Virtually, I’ve been spending a bit of time in Seattle. I’m at the point now where I can zoom in from the outside of Google Earth (globe view), and find the exact city/building that my prologue takes place. A lot of the locations I’ve pinpointed as “hey, that can be in my novel” are close to the freeway, existing in an N/S corridor that through the sheer power of coincidence, all happens to be close together. I had ideas for different bits and pieces, and it seems the more I research, the more it confirms I’m REALLY good at guessing.
With the internet in general, I can look up lingo/slang that gets used, talk to people from there, and otherwise make sure I get enough details right that my future-Seattle is conceivably related to the one people know. Being able to see different locations, look at the views through Google Maps and Google Earth, it’s fantastic.

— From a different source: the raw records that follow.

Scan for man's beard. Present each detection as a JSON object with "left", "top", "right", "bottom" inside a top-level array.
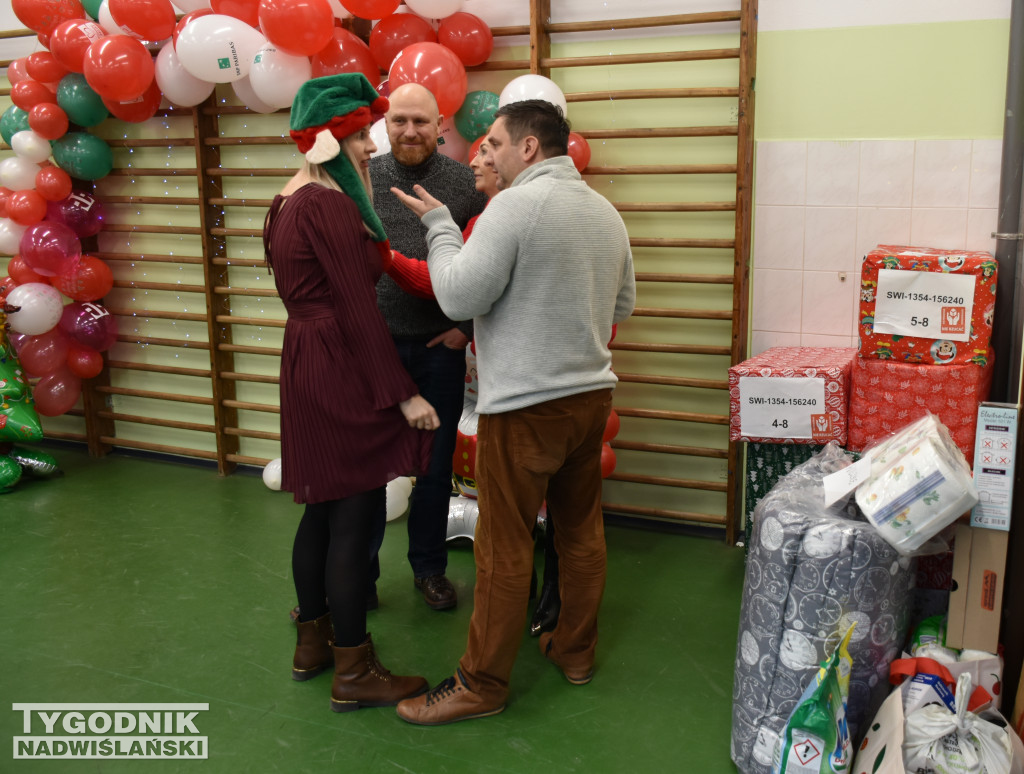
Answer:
[{"left": 391, "top": 143, "right": 437, "bottom": 167}]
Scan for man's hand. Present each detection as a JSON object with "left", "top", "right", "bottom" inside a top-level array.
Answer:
[
  {"left": 427, "top": 328, "right": 469, "bottom": 349},
  {"left": 391, "top": 185, "right": 444, "bottom": 218}
]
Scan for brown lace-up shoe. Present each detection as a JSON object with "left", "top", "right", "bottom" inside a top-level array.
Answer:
[
  {"left": 538, "top": 632, "right": 594, "bottom": 685},
  {"left": 414, "top": 575, "right": 459, "bottom": 610},
  {"left": 398, "top": 670, "right": 505, "bottom": 726}
]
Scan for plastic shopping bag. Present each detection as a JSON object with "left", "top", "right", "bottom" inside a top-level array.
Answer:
[{"left": 903, "top": 673, "right": 1013, "bottom": 774}]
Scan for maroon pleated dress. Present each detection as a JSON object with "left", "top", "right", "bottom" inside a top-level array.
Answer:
[{"left": 263, "top": 184, "right": 433, "bottom": 503}]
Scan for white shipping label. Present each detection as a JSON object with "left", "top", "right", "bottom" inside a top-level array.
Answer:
[
  {"left": 739, "top": 377, "right": 830, "bottom": 438},
  {"left": 874, "top": 269, "right": 976, "bottom": 341}
]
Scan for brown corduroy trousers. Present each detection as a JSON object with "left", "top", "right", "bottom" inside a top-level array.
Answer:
[{"left": 459, "top": 389, "right": 611, "bottom": 705}]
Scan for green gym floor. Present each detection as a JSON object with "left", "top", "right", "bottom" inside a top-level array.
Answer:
[{"left": 0, "top": 446, "right": 743, "bottom": 774}]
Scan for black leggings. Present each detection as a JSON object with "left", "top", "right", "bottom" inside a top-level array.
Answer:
[{"left": 292, "top": 486, "right": 385, "bottom": 648}]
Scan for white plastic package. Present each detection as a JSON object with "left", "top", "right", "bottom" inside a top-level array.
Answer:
[
  {"left": 855, "top": 414, "right": 978, "bottom": 554},
  {"left": 903, "top": 673, "right": 1013, "bottom": 774}
]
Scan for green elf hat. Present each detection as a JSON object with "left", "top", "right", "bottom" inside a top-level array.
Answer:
[{"left": 291, "top": 73, "right": 388, "bottom": 242}]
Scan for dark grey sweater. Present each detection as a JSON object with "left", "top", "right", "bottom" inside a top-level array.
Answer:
[{"left": 370, "top": 152, "right": 487, "bottom": 339}]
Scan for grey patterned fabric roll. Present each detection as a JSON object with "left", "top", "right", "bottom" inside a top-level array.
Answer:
[{"left": 731, "top": 443, "right": 914, "bottom": 774}]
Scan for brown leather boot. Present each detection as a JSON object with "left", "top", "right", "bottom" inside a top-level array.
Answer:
[
  {"left": 331, "top": 635, "right": 427, "bottom": 713},
  {"left": 292, "top": 613, "right": 334, "bottom": 682}
]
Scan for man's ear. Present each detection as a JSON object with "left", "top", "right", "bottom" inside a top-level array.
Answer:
[{"left": 521, "top": 135, "right": 541, "bottom": 164}]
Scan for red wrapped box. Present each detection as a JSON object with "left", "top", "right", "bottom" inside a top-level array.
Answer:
[
  {"left": 858, "top": 245, "right": 997, "bottom": 366},
  {"left": 847, "top": 350, "right": 992, "bottom": 465},
  {"left": 729, "top": 347, "right": 857, "bottom": 445}
]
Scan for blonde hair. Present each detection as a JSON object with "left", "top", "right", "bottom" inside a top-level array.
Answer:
[{"left": 302, "top": 132, "right": 374, "bottom": 237}]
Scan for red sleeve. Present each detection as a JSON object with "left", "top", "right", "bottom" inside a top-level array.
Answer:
[
  {"left": 301, "top": 188, "right": 419, "bottom": 410},
  {"left": 385, "top": 250, "right": 434, "bottom": 298}
]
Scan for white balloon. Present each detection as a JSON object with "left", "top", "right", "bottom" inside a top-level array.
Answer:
[
  {"left": 327, "top": 0, "right": 352, "bottom": 18},
  {"left": 249, "top": 43, "right": 312, "bottom": 108},
  {"left": 0, "top": 154, "right": 40, "bottom": 190},
  {"left": 437, "top": 118, "right": 469, "bottom": 164},
  {"left": 386, "top": 476, "right": 413, "bottom": 521},
  {"left": 263, "top": 457, "right": 281, "bottom": 491},
  {"left": 7, "top": 283, "right": 63, "bottom": 336},
  {"left": 156, "top": 43, "right": 216, "bottom": 108},
  {"left": 10, "top": 129, "right": 50, "bottom": 163},
  {"left": 370, "top": 119, "right": 391, "bottom": 158},
  {"left": 173, "top": 0, "right": 210, "bottom": 13},
  {"left": 406, "top": 0, "right": 462, "bottom": 18},
  {"left": 498, "top": 75, "right": 568, "bottom": 116},
  {"left": 96, "top": 0, "right": 127, "bottom": 35},
  {"left": 174, "top": 13, "right": 266, "bottom": 83},
  {"left": 0, "top": 218, "right": 29, "bottom": 255}
]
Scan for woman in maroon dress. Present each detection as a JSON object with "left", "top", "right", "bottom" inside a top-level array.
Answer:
[{"left": 263, "top": 74, "right": 438, "bottom": 712}]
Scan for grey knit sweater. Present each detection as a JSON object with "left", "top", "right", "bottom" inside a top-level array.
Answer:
[
  {"left": 370, "top": 153, "right": 487, "bottom": 339},
  {"left": 423, "top": 156, "right": 636, "bottom": 414}
]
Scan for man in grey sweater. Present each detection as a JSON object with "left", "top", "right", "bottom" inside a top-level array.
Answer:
[
  {"left": 370, "top": 83, "right": 487, "bottom": 610},
  {"left": 392, "top": 100, "right": 636, "bottom": 726}
]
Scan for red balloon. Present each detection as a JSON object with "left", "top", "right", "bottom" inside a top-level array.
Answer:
[
  {"left": 10, "top": 78, "right": 57, "bottom": 111},
  {"left": 106, "top": 0, "right": 177, "bottom": 41},
  {"left": 36, "top": 166, "right": 72, "bottom": 200},
  {"left": 210, "top": 0, "right": 260, "bottom": 28},
  {"left": 50, "top": 255, "right": 114, "bottom": 301},
  {"left": 387, "top": 43, "right": 466, "bottom": 116},
  {"left": 10, "top": 0, "right": 85, "bottom": 35},
  {"left": 569, "top": 132, "right": 590, "bottom": 172},
  {"left": 171, "top": 8, "right": 213, "bottom": 45},
  {"left": 7, "top": 188, "right": 46, "bottom": 225},
  {"left": 17, "top": 328, "right": 68, "bottom": 376},
  {"left": 601, "top": 443, "right": 615, "bottom": 478},
  {"left": 68, "top": 342, "right": 103, "bottom": 379},
  {"left": 259, "top": 0, "right": 334, "bottom": 56},
  {"left": 7, "top": 255, "right": 50, "bottom": 285},
  {"left": 7, "top": 56, "right": 29, "bottom": 86},
  {"left": 25, "top": 51, "right": 68, "bottom": 83},
  {"left": 370, "top": 13, "right": 437, "bottom": 71},
  {"left": 82, "top": 35, "right": 155, "bottom": 102},
  {"left": 601, "top": 409, "right": 620, "bottom": 443},
  {"left": 29, "top": 102, "right": 68, "bottom": 139},
  {"left": 32, "top": 366, "right": 82, "bottom": 417},
  {"left": 337, "top": 0, "right": 399, "bottom": 19},
  {"left": 50, "top": 18, "right": 106, "bottom": 73},
  {"left": 103, "top": 80, "right": 164, "bottom": 123},
  {"left": 437, "top": 11, "right": 495, "bottom": 68},
  {"left": 312, "top": 27, "right": 381, "bottom": 86}
]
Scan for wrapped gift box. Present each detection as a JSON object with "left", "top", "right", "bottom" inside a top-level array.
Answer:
[
  {"left": 847, "top": 350, "right": 992, "bottom": 462},
  {"left": 729, "top": 347, "right": 857, "bottom": 445},
  {"left": 858, "top": 245, "right": 997, "bottom": 366}
]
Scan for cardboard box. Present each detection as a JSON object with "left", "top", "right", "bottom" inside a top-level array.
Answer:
[
  {"left": 847, "top": 352, "right": 992, "bottom": 465},
  {"left": 946, "top": 524, "right": 1010, "bottom": 653},
  {"left": 729, "top": 347, "right": 857, "bottom": 445},
  {"left": 858, "top": 245, "right": 997, "bottom": 366}
]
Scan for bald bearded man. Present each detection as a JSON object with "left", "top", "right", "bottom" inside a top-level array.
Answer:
[{"left": 370, "top": 83, "right": 487, "bottom": 610}]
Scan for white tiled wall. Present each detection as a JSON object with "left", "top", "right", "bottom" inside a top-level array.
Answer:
[{"left": 751, "top": 139, "right": 1002, "bottom": 355}]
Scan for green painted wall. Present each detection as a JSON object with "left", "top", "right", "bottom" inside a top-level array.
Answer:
[{"left": 755, "top": 19, "right": 1010, "bottom": 140}]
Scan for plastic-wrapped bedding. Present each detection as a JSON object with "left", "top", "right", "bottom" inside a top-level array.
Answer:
[{"left": 731, "top": 443, "right": 914, "bottom": 774}]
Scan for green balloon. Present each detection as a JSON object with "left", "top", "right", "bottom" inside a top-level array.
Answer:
[
  {"left": 7, "top": 446, "right": 60, "bottom": 476},
  {"left": 0, "top": 457, "right": 22, "bottom": 495},
  {"left": 0, "top": 332, "right": 30, "bottom": 401},
  {"left": 57, "top": 73, "right": 111, "bottom": 127},
  {"left": 0, "top": 104, "right": 30, "bottom": 145},
  {"left": 455, "top": 91, "right": 498, "bottom": 142},
  {"left": 51, "top": 132, "right": 114, "bottom": 180}
]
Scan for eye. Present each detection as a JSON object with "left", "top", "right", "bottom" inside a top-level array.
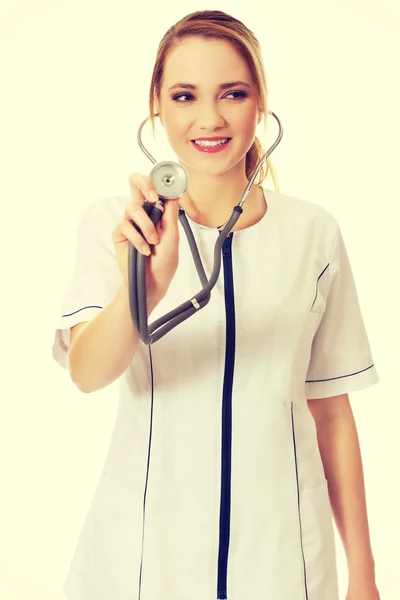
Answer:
[
  {"left": 227, "top": 90, "right": 247, "bottom": 100},
  {"left": 172, "top": 94, "right": 193, "bottom": 103}
]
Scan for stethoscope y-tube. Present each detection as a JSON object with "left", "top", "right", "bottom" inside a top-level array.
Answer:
[{"left": 128, "top": 111, "right": 283, "bottom": 345}]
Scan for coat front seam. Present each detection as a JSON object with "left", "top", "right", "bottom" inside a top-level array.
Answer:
[{"left": 290, "top": 402, "right": 308, "bottom": 600}]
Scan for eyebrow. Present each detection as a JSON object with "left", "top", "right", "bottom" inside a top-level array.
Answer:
[{"left": 168, "top": 81, "right": 251, "bottom": 92}]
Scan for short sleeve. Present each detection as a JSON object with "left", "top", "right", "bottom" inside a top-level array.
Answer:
[
  {"left": 52, "top": 207, "right": 121, "bottom": 368},
  {"left": 305, "top": 226, "right": 379, "bottom": 399}
]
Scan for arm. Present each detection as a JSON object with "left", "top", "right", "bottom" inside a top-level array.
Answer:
[
  {"left": 308, "top": 394, "right": 375, "bottom": 586},
  {"left": 68, "top": 285, "right": 157, "bottom": 393}
]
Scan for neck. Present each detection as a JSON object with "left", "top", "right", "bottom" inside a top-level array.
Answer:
[{"left": 180, "top": 167, "right": 265, "bottom": 229}]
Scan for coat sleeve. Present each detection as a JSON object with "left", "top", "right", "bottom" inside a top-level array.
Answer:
[
  {"left": 305, "top": 225, "right": 379, "bottom": 399},
  {"left": 52, "top": 205, "right": 121, "bottom": 368}
]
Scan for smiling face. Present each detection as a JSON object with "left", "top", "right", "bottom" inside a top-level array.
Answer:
[{"left": 156, "top": 37, "right": 260, "bottom": 176}]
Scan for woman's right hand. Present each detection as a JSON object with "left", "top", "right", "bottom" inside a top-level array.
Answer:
[{"left": 112, "top": 173, "right": 179, "bottom": 304}]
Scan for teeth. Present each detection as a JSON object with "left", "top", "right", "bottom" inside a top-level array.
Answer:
[{"left": 194, "top": 138, "right": 228, "bottom": 148}]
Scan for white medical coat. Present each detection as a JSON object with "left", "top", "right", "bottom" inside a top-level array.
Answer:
[{"left": 53, "top": 187, "right": 379, "bottom": 600}]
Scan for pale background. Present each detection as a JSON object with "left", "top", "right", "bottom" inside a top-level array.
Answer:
[{"left": 0, "top": 0, "right": 400, "bottom": 600}]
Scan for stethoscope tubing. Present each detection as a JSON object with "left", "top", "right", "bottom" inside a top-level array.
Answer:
[{"left": 128, "top": 111, "right": 283, "bottom": 345}]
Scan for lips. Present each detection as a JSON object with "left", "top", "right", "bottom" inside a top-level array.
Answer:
[
  {"left": 191, "top": 135, "right": 232, "bottom": 142},
  {"left": 190, "top": 137, "right": 232, "bottom": 154}
]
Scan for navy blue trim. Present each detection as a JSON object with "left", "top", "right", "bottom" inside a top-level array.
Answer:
[
  {"left": 310, "top": 263, "right": 330, "bottom": 310},
  {"left": 290, "top": 402, "right": 308, "bottom": 600},
  {"left": 61, "top": 306, "right": 103, "bottom": 318},
  {"left": 217, "top": 233, "right": 236, "bottom": 600},
  {"left": 138, "top": 345, "right": 154, "bottom": 600},
  {"left": 306, "top": 363, "right": 374, "bottom": 383}
]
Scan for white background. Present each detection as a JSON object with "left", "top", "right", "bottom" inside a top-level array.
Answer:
[{"left": 0, "top": 0, "right": 400, "bottom": 600}]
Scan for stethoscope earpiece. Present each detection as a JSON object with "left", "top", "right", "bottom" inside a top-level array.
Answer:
[{"left": 150, "top": 161, "right": 188, "bottom": 200}]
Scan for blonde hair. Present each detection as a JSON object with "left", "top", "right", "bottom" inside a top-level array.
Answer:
[{"left": 149, "top": 10, "right": 279, "bottom": 191}]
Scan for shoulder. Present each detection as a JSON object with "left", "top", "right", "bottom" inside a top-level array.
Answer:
[{"left": 263, "top": 187, "right": 339, "bottom": 243}]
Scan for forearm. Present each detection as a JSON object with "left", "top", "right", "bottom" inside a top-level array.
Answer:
[
  {"left": 68, "top": 285, "right": 156, "bottom": 393},
  {"left": 317, "top": 407, "right": 375, "bottom": 580}
]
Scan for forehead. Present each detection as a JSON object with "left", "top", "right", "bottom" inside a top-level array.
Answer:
[{"left": 163, "top": 37, "right": 252, "bottom": 88}]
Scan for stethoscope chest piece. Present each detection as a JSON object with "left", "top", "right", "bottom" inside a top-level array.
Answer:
[{"left": 150, "top": 161, "right": 188, "bottom": 200}]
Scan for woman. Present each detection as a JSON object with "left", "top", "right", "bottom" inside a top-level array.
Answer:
[{"left": 53, "top": 11, "right": 379, "bottom": 600}]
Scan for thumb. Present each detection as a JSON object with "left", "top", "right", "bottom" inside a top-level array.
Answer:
[{"left": 162, "top": 200, "right": 179, "bottom": 232}]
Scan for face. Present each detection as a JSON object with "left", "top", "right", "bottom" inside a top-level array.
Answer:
[{"left": 156, "top": 37, "right": 260, "bottom": 175}]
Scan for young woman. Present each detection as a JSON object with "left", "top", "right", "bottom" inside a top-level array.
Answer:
[{"left": 53, "top": 11, "right": 379, "bottom": 600}]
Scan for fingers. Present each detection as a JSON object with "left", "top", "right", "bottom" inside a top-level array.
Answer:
[{"left": 121, "top": 173, "right": 158, "bottom": 256}]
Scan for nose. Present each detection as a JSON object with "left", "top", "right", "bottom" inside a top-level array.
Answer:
[{"left": 197, "top": 102, "right": 225, "bottom": 131}]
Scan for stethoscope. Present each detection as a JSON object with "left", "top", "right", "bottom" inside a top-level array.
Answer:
[{"left": 128, "top": 111, "right": 283, "bottom": 345}]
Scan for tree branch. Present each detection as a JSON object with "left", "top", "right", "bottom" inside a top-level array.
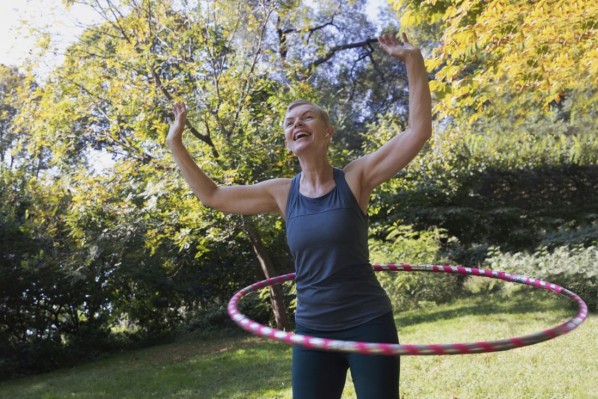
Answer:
[
  {"left": 308, "top": 39, "right": 378, "bottom": 70},
  {"left": 151, "top": 68, "right": 220, "bottom": 158}
]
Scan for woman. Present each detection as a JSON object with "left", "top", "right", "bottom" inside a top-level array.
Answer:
[{"left": 167, "top": 34, "right": 432, "bottom": 399}]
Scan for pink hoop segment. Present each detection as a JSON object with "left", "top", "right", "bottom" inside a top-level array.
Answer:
[{"left": 227, "top": 264, "right": 588, "bottom": 356}]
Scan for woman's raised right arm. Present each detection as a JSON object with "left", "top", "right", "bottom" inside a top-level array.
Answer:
[{"left": 166, "top": 103, "right": 290, "bottom": 215}]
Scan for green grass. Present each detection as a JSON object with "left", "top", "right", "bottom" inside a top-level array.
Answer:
[{"left": 0, "top": 294, "right": 598, "bottom": 399}]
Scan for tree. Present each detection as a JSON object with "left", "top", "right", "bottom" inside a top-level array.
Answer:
[
  {"left": 14, "top": 0, "right": 408, "bottom": 334},
  {"left": 393, "top": 0, "right": 598, "bottom": 121}
]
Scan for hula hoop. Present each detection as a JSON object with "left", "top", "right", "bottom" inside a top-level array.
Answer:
[{"left": 227, "top": 264, "right": 588, "bottom": 356}]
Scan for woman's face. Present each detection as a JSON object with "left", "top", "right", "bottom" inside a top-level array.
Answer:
[{"left": 284, "top": 104, "right": 334, "bottom": 154}]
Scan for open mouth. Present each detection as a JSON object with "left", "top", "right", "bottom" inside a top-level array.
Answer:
[{"left": 293, "top": 132, "right": 309, "bottom": 141}]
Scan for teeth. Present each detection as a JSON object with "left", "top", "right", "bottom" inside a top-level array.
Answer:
[{"left": 295, "top": 132, "right": 308, "bottom": 140}]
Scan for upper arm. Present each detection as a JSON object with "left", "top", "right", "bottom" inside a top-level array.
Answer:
[
  {"left": 204, "top": 179, "right": 290, "bottom": 215},
  {"left": 345, "top": 129, "right": 430, "bottom": 204}
]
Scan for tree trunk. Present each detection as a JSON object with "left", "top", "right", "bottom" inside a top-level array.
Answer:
[{"left": 243, "top": 217, "right": 291, "bottom": 331}]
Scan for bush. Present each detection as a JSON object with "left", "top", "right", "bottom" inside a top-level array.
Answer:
[
  {"left": 485, "top": 246, "right": 598, "bottom": 312},
  {"left": 370, "top": 225, "right": 462, "bottom": 310}
]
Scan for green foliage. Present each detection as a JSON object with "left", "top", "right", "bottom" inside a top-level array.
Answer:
[
  {"left": 484, "top": 246, "right": 598, "bottom": 312},
  {"left": 370, "top": 224, "right": 461, "bottom": 310}
]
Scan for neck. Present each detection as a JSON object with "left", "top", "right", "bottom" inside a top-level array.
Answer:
[{"left": 299, "top": 157, "right": 334, "bottom": 196}]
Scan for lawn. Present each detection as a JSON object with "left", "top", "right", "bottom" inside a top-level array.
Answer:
[{"left": 0, "top": 293, "right": 598, "bottom": 399}]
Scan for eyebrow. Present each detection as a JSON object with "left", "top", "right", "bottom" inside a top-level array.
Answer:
[{"left": 284, "top": 109, "right": 314, "bottom": 121}]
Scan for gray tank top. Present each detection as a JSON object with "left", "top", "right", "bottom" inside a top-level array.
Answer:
[{"left": 286, "top": 169, "right": 392, "bottom": 331}]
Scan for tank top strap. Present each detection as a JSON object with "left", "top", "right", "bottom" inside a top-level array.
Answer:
[{"left": 285, "top": 173, "right": 301, "bottom": 220}]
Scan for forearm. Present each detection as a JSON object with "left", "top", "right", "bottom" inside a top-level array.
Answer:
[
  {"left": 405, "top": 52, "right": 432, "bottom": 140},
  {"left": 168, "top": 140, "right": 218, "bottom": 207}
]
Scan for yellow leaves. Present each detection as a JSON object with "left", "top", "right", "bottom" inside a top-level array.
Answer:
[{"left": 395, "top": 0, "right": 598, "bottom": 120}]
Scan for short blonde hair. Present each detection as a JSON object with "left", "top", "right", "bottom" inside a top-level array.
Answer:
[{"left": 283, "top": 99, "right": 332, "bottom": 126}]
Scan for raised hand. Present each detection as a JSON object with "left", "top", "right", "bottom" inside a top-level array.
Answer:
[
  {"left": 378, "top": 33, "right": 422, "bottom": 62},
  {"left": 166, "top": 102, "right": 187, "bottom": 144}
]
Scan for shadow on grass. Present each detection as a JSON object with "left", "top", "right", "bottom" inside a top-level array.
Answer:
[{"left": 395, "top": 290, "right": 577, "bottom": 327}]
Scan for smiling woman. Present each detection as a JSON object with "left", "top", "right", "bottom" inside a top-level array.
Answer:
[{"left": 166, "top": 34, "right": 432, "bottom": 399}]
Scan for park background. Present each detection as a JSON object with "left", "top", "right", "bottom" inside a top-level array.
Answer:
[{"left": 0, "top": 0, "right": 598, "bottom": 397}]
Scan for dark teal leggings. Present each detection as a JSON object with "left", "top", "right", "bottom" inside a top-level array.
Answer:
[{"left": 293, "top": 313, "right": 399, "bottom": 399}]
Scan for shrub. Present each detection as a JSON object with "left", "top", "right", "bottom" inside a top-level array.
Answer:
[
  {"left": 370, "top": 225, "right": 462, "bottom": 310},
  {"left": 485, "top": 246, "right": 598, "bottom": 312}
]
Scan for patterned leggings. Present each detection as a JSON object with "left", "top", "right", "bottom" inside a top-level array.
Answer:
[{"left": 293, "top": 312, "right": 399, "bottom": 399}]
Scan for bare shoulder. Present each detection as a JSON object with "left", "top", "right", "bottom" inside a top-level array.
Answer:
[
  {"left": 259, "top": 177, "right": 292, "bottom": 218},
  {"left": 343, "top": 157, "right": 372, "bottom": 213}
]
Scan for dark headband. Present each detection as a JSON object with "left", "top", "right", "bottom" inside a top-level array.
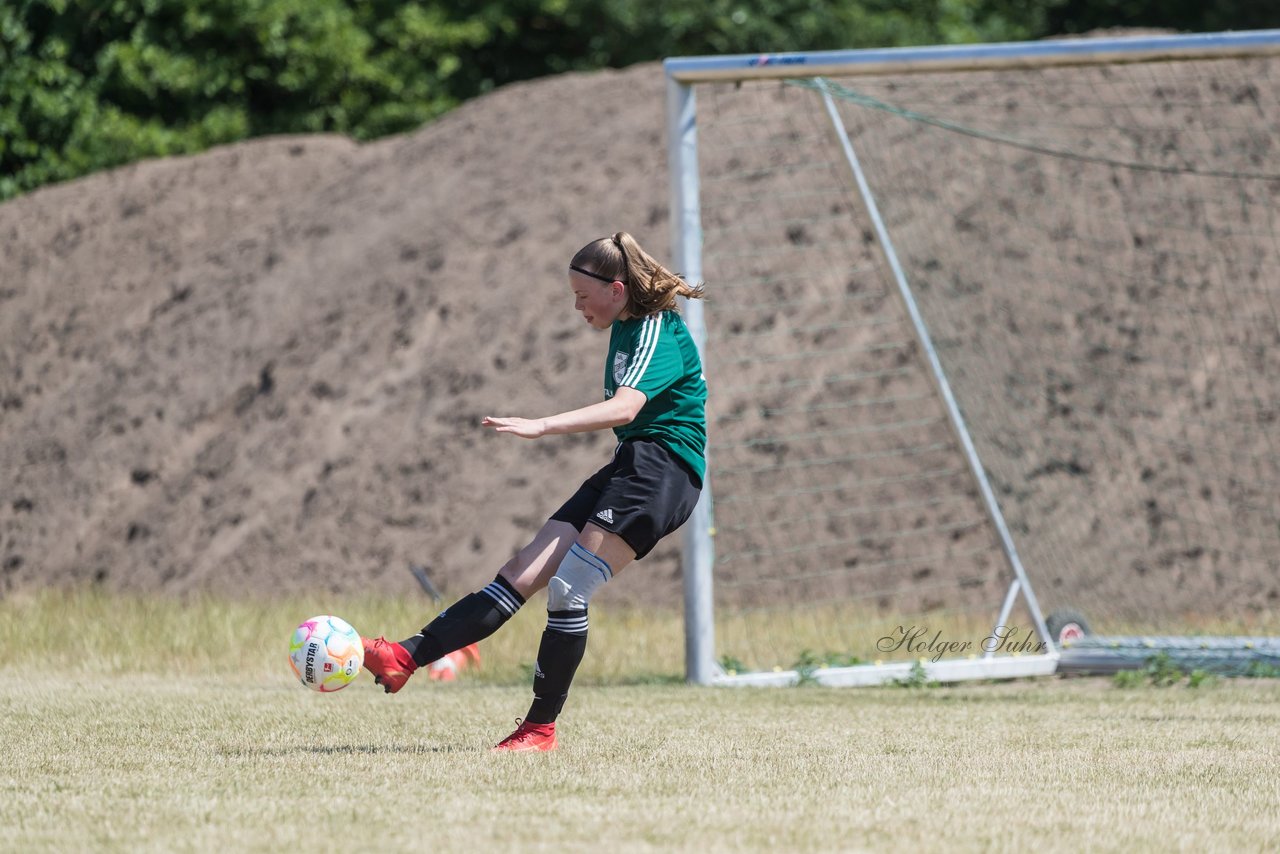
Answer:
[{"left": 568, "top": 264, "right": 617, "bottom": 283}]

The first draft had a few things wrong, mostly because I hadn’t done any research beyond looking at the skyline and general location. It was originally (in my draft) an amorphous collection of streets and skyscrapers. I hadn’t even looked up climate details, nor really known much about the place. I’m much less ignorant about it now, which has come from continuing to look into details about the location.
I’m not sure how far any of this goes toward me having an accurate representation of Seattle. I have a few people I might be able to pick the brains of, and be able to run it by them. There’s a vast difference between exploring a place through the internet, and truly living in another city. Research might be able to get one (and in this instance, one is me) far enough. It’s only the people that have spent a significant amount of time there that should be able to tell otherwise, but I’d like my fabricated version of their home to feel consistent enough with reality that they can keep on reading.
I’ll have to do the same with my other locations – even Sydney, my home city and the one I still live in, feels undefined in terms of my writing. I don’t know where exactly the two major locations in Sydney are, but I’m not quite up to that either.
When you pick a location or collection of locations for your story, it might be a case of “it just is/that’s where it happens“, born from instinct. If it’s the case, research on the real-life versions of the places can make sure it IS where it happens in your story.